Dean huffs and rolls over to face the wall. “You can go back to the couch now.”
Except that isn’t what Cas does because Cas never has learnt to listen to orders and so he lies down on the empty side of the bed and pulls the covers over himself instead and says, “My neck was hurting on the couch.”
Yeah fucking right. Dean reminds him, “You don’t even need to sleep,” but he rolls over and looks at Cas’s shoulders and back for a long time and thinks yeah, okay, this isn’t so bad. Having Cas right there isn’t so bad. He stares at the spot between Cas’s shoulder blades and he thinks about what Cain said, about how he’s going to—he squeezes his eyes shut. He won’t do it. There’s no way. It’s not in him to hurt Cas, or Sam. No matter how many times they’ve driven him crazy, or hurt him in return. Cas is—Cas is there. Intermittently, sure, but there’s that bond there between them that just won’t break. Jesus. Dean can’t become the thing that would do that. He’ll kill himself before he lets that happen.
He takes a shaky breath and shuffles forward, presses his forehead right there between Cas’s shoulder blades over his shirt. The rest of him stays a safe distance away, his hands curled up under his chin, but he breathes against Cas’s back and Cas doesn’t say anything so he figures he’s allowed this one small point of contact.
Rain patters the windows.

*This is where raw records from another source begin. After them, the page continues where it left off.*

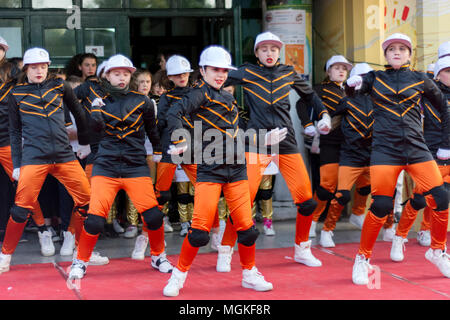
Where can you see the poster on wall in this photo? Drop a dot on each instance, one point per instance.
(292, 23)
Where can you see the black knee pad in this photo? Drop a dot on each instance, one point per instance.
(94, 224)
(324, 194)
(83, 211)
(164, 197)
(184, 198)
(198, 238)
(440, 197)
(265, 194)
(153, 218)
(19, 214)
(307, 207)
(382, 206)
(343, 197)
(364, 191)
(418, 201)
(248, 237)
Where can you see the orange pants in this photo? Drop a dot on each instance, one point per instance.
(140, 191)
(329, 179)
(32, 177)
(348, 176)
(297, 179)
(383, 178)
(206, 199)
(409, 214)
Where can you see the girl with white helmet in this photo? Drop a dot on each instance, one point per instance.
(36, 117)
(399, 144)
(178, 70)
(218, 113)
(267, 87)
(123, 117)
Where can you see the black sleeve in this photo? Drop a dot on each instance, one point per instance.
(151, 128)
(15, 132)
(71, 101)
(438, 100)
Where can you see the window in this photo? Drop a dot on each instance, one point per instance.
(12, 31)
(10, 4)
(100, 41)
(60, 42)
(53, 4)
(153, 4)
(95, 4)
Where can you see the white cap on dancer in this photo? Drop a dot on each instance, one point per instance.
(119, 61)
(216, 56)
(177, 65)
(36, 55)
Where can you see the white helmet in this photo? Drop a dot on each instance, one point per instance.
(360, 69)
(101, 67)
(441, 64)
(444, 49)
(216, 56)
(268, 38)
(4, 44)
(397, 37)
(338, 59)
(119, 61)
(36, 55)
(177, 65)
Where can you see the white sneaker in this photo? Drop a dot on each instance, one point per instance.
(45, 240)
(131, 232)
(68, 245)
(304, 255)
(78, 269)
(253, 279)
(360, 273)
(95, 260)
(139, 247)
(215, 243)
(312, 230)
(268, 228)
(224, 259)
(440, 259)
(167, 225)
(326, 239)
(184, 228)
(117, 227)
(161, 263)
(424, 238)
(388, 234)
(5, 262)
(357, 221)
(398, 246)
(175, 283)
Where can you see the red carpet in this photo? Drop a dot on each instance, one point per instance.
(125, 279)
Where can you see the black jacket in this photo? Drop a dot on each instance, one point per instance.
(165, 102)
(220, 159)
(397, 131)
(124, 121)
(432, 124)
(356, 127)
(266, 92)
(36, 114)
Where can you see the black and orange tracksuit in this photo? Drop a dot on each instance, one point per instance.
(120, 163)
(354, 158)
(36, 115)
(399, 144)
(222, 168)
(165, 170)
(433, 134)
(267, 98)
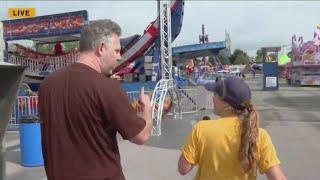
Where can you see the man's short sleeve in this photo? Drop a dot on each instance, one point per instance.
(119, 111)
(191, 149)
(267, 153)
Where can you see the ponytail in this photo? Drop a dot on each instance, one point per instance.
(248, 150)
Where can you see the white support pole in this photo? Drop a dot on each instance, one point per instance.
(2, 45)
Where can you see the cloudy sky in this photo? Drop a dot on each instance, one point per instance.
(251, 24)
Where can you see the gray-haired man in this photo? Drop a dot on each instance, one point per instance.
(82, 109)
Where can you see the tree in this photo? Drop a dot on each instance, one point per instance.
(224, 60)
(241, 59)
(258, 58)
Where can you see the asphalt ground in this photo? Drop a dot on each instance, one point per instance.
(291, 115)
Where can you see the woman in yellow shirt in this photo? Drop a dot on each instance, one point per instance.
(232, 147)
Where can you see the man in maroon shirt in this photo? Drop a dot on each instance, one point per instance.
(81, 110)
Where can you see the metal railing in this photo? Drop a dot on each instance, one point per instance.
(191, 101)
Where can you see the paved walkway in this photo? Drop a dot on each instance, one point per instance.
(291, 116)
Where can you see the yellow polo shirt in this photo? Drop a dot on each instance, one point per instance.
(214, 146)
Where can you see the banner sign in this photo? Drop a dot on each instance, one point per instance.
(45, 26)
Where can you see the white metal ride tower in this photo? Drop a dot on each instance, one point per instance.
(166, 84)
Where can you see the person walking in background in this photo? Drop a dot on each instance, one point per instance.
(232, 147)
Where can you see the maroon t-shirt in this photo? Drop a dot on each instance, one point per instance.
(81, 111)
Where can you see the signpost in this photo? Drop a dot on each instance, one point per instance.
(270, 68)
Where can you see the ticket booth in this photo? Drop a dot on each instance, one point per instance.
(270, 68)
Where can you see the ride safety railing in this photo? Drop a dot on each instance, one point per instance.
(43, 65)
(194, 101)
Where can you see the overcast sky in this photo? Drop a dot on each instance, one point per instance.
(251, 24)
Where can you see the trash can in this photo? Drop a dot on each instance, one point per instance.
(30, 142)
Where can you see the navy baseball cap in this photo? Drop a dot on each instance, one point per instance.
(233, 90)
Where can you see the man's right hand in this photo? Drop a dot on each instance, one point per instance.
(143, 136)
(144, 100)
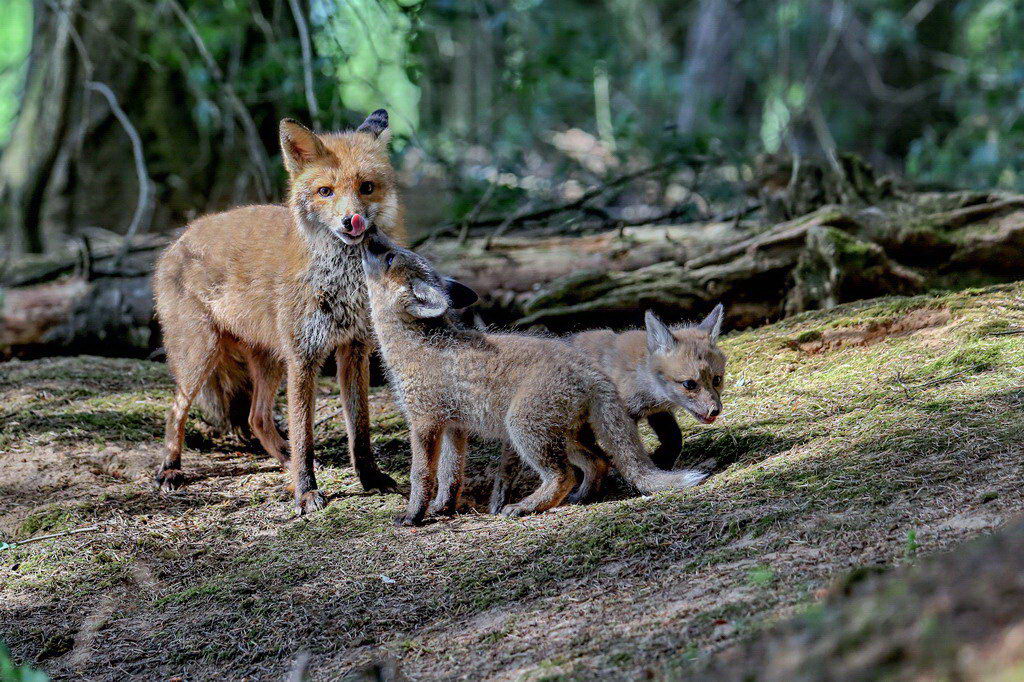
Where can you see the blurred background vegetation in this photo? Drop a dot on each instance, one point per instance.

The waves crash and ripple over the pebbles outside, an ebb and flow that Dean synchronizes his breathing to. Inhale. Exhale. Maybe he’ll read one of those books tomorrow. Maybe he’ll go out for a walk and bring back a souvenir for Cas. A sea-smoothed piece of glass or a weird-shaped bit of driftwood or something. That seems like the sort of thing Cas would appreciate. Maybe they’ll find Shutter Island playing on the TV and will argue about Leonardo DiCaprio’s best movie. Maybe he can be normal for a while. Maybe.
“Hey. Hey,” Dean whispers, pushing his temple into the knob of Cas’s spine. “I don’t wanna live as a monster.”
Cas tenses, just subtly. “I didn’t realize we were still quoting—”
“I mean it, Cas.”
“Dean, you’re not going to die, not again. I won’t allow it.”
Dean’s face feels hot and prickly. “If I can’t then you don’t get to either.”
For a while Cas is quiet and Dean is sure that he isn’t going to answer but then he says simply, “Okay.”
Dean breathes out.
They go out on the beach at dawn to watch the pale sunrise, all pastel pinks and oranges and blues. They sit on a huge smooth bit of rock, shoulder to shoulder. Cas’s bare toes wriggle in the sand. Dean feels brittle, like his skeleton is about to shatter into a thousand chips of bone, and his eyes burn as he gazes out at the horizon but—he can see Cas’s hand out of the corner of his eye and he’s tempted, really goddamn tempted. To just... take it. While his own hands are steady enough to still do so.
“What happens now?” Cas asks. His hair catches the sun and turns it golden brown and Jesus, Dean wants.
“I dunno, man.”
Cas shifts. He picks up a shell and delicately brushes the sand off with his fingers as he says, “We will figure something out, Dean. We always do.”
Dean wonders whether either of them really believe that. He sure as hell doesn’t. Not this time. “Yeah,” he says anyway, because this is the first morning in a long time where he hasn’t woken up and wished he didn’t, “maybe.”
And then Cas does the damnedest thing—just reaches up and gently touches Dean’s hair and kisses his temple, then his cheek, then the corner of his mouth, soft and warm. Like they’re people who do that.
So Dean grabs that hand and holds it tight, anchors himself to Cas and presses in closer and closes his eyes and feels the breeze on his face and the sun warming his skin and lets himself hope.